Rider didn't give you a 1* That was just Ubers way of thanking you for choosing Uber as your driver rideshare platform. Have a nice stay now. You'll want to drive the maximum hours permitted and accept every ride request to get that horrible rating back up to 4.92 as quick as possible. Think this isn't what's going on here?


----------



## Alex Driver (Jul 26, 2018)

No, people are dicks. They think it's funny. I got 6 1 stars in my last 500 trips, and I have a 4.83. 454 5 stars. I take every drunk person, every person going to get food, every person going to get groceries, and it does NOT pay you. Just be a dick back, it's the only way to be a successful Uber driver. I finally learned that after 1,100 trips.

The important thing is to just be happy doing it. If you need to unleash on someone now and then, just don't go so far that Uber could deactivate you. You will not enjoy that, trust me.


----------



## Classified (Feb 8, 2018)

Hctj said:


> Im new to Uber and just got a 1star rating that I was almost a perfect score and now it put me to a 4.7 rating . I think if someone scores you below a 5 they should give a good reason if not the rating shouldn't count. I have done nothing to deserve a 1star rating. I don't think it's fair.

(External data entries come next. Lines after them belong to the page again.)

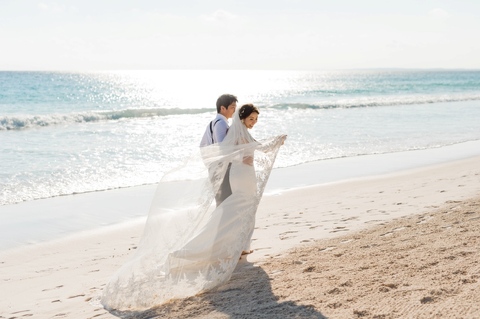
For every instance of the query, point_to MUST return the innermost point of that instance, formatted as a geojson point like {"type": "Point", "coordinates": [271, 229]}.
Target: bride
{"type": "Point", "coordinates": [189, 245]}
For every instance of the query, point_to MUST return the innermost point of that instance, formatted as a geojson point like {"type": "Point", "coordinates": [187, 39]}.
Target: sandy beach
{"type": "Point", "coordinates": [401, 245]}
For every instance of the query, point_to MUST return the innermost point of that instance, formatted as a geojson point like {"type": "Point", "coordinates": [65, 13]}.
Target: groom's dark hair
{"type": "Point", "coordinates": [225, 100]}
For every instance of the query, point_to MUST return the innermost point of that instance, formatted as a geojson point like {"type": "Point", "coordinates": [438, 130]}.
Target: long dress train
{"type": "Point", "coordinates": [190, 246]}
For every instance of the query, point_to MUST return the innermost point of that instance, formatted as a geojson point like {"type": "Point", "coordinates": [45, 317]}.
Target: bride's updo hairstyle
{"type": "Point", "coordinates": [246, 110]}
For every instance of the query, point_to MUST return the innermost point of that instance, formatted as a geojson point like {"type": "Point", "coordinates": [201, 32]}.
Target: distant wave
{"type": "Point", "coordinates": [19, 122]}
{"type": "Point", "coordinates": [374, 102]}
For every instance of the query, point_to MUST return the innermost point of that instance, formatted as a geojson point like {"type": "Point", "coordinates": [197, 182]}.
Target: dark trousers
{"type": "Point", "coordinates": [225, 190]}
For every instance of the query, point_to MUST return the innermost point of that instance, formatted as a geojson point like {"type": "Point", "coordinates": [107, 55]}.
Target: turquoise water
{"type": "Point", "coordinates": [64, 133]}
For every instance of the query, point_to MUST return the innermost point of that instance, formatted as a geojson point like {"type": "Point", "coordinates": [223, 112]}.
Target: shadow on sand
{"type": "Point", "coordinates": [248, 294]}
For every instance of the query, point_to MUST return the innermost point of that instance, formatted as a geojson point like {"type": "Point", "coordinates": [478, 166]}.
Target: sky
{"type": "Point", "coordinates": [248, 34]}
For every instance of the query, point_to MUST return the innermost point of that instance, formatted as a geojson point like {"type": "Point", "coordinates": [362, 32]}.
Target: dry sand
{"type": "Point", "coordinates": [398, 246]}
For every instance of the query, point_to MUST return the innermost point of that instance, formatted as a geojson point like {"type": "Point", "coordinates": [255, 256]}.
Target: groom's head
{"type": "Point", "coordinates": [226, 105]}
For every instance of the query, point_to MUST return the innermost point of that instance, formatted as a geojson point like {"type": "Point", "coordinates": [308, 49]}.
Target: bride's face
{"type": "Point", "coordinates": [251, 120]}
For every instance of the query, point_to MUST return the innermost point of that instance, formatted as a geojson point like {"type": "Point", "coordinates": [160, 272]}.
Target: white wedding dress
{"type": "Point", "coordinates": [190, 246]}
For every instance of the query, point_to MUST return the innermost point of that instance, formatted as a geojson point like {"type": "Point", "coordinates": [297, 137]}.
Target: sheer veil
{"type": "Point", "coordinates": [190, 245]}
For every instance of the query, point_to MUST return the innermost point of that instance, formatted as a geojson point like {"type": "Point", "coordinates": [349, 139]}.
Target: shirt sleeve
{"type": "Point", "coordinates": [220, 131]}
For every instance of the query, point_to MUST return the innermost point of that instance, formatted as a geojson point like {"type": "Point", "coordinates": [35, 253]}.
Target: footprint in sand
{"type": "Point", "coordinates": [339, 228]}
{"type": "Point", "coordinates": [285, 234]}
{"type": "Point", "coordinates": [57, 287]}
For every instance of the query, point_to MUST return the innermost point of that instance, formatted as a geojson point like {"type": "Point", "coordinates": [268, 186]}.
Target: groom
{"type": "Point", "coordinates": [216, 131]}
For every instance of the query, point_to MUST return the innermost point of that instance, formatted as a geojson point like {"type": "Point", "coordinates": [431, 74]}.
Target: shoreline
{"type": "Point", "coordinates": [33, 222]}
{"type": "Point", "coordinates": [64, 278]}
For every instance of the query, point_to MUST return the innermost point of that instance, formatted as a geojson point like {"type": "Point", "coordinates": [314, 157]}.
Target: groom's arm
{"type": "Point", "coordinates": [220, 131]}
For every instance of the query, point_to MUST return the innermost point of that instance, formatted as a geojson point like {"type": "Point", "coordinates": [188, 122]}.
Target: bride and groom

Something doesn't add up,example, if you had 480 5stars and 20 1stars that's a 4.84rating, so either you havnt done 500 rated trips yet, or you don't have a perfect rating beforehand, one 1star means nothing,

Drivers also give out low ratings for basically nothing , so riders do the same, if they did leave a comment, it's only a vague preset comment which doesn't actually explain what went wrong, so maybe the comment wasn't on the list to choose from, 
Check out my two latest one star comments, doesn't explain anything, why try and please one or two people, when 480 people were happy


----------



## Getmeoutofhere (Aug 8, 2018)

I think it's kind of crap we have to take hits for ubers mistakes, such as sending us to the wrong location or the navigation screwing up. Or because they want to add more pool riders than i have seats... but what can you do. It is life


----------



## Stav53 (Nov 9, 2017)

With the new Uber app upgrade it seems that many of us drivers got a 1* out of the blue. There are couple if threads in here relating to this issue. Search it


----------